Usha Ramanathan: Human Rights Hero
Access Now, speaking about the award, said, “In celebration of…the work of people around the globe to protect human rights in the digital age, every year Access Now names ‘heroes’ and ‘villains’ who have either protected the principles of freedom online or worked to undermine them.”
Appreciating Ramanathan’s work, Access Now said that since 2009, she has been tirelessly challenging the ‘controversial Aadhaar digital identity program in India’, speaking of its privacy and security risks. “Dr Ramanathan worked to explain the ramifications of the judgement (where SC ruled that Aadhaar could not be made mandatory for several purposes) and its disappointing limitations, She continues to speak against the Aadhaar program.”
The statement from Access Now further said that this award also recognises the entire community that had protested the risks associated with Aadhaar.
Apart from Ramanathan, there are other four winners, which includes Bahraini activist and digital security consultant Mohammed Al-Maskati; Australian human rights lawyer and writer Lizzie O’Shea; Tanzanian digital security trainer Zaituni Njovu; and Venezuelan lawyer, writer and human rights activist Marianne Diaz Hernandez.
Validity of Aadhaar
A five-judge Supreme Court bench on September 26, 2018, upheld the constitutional validity of Aadhaar, however, it struck down multiple sections of the Aadhaar Act as unconstitutional.

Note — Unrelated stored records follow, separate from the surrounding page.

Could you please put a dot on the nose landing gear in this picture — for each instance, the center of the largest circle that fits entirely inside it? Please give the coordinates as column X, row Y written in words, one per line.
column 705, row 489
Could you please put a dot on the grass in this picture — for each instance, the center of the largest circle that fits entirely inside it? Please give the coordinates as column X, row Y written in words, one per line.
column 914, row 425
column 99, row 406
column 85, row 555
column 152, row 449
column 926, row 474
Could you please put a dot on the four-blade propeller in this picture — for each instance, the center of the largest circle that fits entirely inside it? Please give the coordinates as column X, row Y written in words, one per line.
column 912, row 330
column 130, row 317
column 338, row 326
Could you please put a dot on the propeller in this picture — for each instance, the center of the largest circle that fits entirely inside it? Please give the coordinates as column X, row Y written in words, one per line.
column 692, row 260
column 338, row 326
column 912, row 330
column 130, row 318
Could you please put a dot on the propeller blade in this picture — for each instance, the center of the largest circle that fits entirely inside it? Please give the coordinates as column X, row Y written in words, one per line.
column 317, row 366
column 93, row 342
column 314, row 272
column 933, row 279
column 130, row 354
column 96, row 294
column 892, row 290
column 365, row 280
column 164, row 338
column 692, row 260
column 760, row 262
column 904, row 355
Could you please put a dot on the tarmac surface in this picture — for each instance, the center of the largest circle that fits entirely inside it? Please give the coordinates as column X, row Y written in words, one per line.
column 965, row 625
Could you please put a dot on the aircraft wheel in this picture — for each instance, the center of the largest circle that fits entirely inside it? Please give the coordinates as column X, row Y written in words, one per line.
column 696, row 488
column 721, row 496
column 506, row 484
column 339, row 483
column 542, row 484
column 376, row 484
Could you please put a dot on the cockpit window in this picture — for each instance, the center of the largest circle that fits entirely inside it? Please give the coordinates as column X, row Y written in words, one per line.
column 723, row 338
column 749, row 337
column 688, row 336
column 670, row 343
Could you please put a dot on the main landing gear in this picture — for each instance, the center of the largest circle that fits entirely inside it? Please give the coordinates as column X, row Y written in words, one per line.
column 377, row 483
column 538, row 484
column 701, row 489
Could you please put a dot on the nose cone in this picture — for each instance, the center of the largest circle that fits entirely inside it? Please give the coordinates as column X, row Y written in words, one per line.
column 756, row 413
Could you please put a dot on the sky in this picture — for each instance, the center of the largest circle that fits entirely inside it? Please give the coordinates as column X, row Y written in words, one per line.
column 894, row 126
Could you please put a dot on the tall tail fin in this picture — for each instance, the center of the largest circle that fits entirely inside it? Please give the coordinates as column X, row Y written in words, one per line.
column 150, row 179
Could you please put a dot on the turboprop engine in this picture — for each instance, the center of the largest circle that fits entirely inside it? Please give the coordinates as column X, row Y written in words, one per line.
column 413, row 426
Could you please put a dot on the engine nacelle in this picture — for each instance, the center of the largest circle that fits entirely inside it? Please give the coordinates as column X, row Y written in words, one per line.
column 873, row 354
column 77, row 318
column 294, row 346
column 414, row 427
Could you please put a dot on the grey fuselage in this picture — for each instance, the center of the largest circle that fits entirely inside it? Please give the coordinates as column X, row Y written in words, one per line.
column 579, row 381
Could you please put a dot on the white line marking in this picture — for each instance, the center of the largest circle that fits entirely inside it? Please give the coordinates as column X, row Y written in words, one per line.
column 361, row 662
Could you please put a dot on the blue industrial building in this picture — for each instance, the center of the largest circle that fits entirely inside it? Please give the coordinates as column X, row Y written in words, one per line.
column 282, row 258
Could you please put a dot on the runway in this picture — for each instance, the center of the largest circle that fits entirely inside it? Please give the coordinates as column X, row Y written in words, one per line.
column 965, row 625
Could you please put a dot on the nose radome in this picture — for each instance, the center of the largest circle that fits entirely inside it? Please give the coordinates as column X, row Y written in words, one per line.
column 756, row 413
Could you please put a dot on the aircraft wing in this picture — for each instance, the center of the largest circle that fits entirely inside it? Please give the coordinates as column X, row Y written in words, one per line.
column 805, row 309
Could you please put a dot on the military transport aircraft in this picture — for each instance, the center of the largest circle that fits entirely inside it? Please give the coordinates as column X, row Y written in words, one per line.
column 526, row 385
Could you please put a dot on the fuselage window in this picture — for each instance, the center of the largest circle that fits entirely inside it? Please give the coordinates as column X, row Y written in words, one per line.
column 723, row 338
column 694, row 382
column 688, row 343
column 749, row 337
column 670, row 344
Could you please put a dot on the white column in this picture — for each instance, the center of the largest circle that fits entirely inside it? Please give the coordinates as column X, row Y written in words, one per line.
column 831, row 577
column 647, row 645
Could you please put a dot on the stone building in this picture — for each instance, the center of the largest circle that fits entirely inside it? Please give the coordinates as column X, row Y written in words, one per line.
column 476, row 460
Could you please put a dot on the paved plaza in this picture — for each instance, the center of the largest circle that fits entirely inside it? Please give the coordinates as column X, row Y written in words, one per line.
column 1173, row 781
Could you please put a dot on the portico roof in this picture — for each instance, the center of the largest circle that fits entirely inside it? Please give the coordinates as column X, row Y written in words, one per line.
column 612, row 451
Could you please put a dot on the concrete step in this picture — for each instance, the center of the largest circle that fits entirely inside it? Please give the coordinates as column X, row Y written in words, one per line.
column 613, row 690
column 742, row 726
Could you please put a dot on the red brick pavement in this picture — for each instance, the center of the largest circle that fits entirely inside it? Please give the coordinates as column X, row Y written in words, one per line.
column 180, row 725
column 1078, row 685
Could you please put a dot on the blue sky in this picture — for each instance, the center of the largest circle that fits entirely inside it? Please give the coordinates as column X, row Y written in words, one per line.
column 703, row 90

Justice AK Sikri while reading the judgement said, “Aadhaar gives dignity to the marginalised. Dignity to the marginalised outweighs privacy.” He also observed that Aadhaar fails only 0.232% and dismantling it now would mean disturbing 99% of the population who have already been enrolled.
A bill was introduced in the Lok Sabha on January 2, 2019, by the Narendra Modi government to amend various laws in the Aadhaar bill in a move to curtail the biometric authentication programme of the country. The bill seeks to allow people to offer voluntarily biometric ID, Aadhaar as a means of availing certain services like opening a bank account or getting a new phone connection. It also gives a child an option to opt out of the scheme upon attaining the age of 18 years, reported The Economic Times.
The Aadhaar And Other Laws (Amendment) Bill 2018 has amendments that have to be passed in order to comply with the aspects of the judgements of the Supreme Court. The bill was passed two weeks ago by the cabinet, and information technology minister Ravi Shankar Prasad introduced it in the Lok Sabha.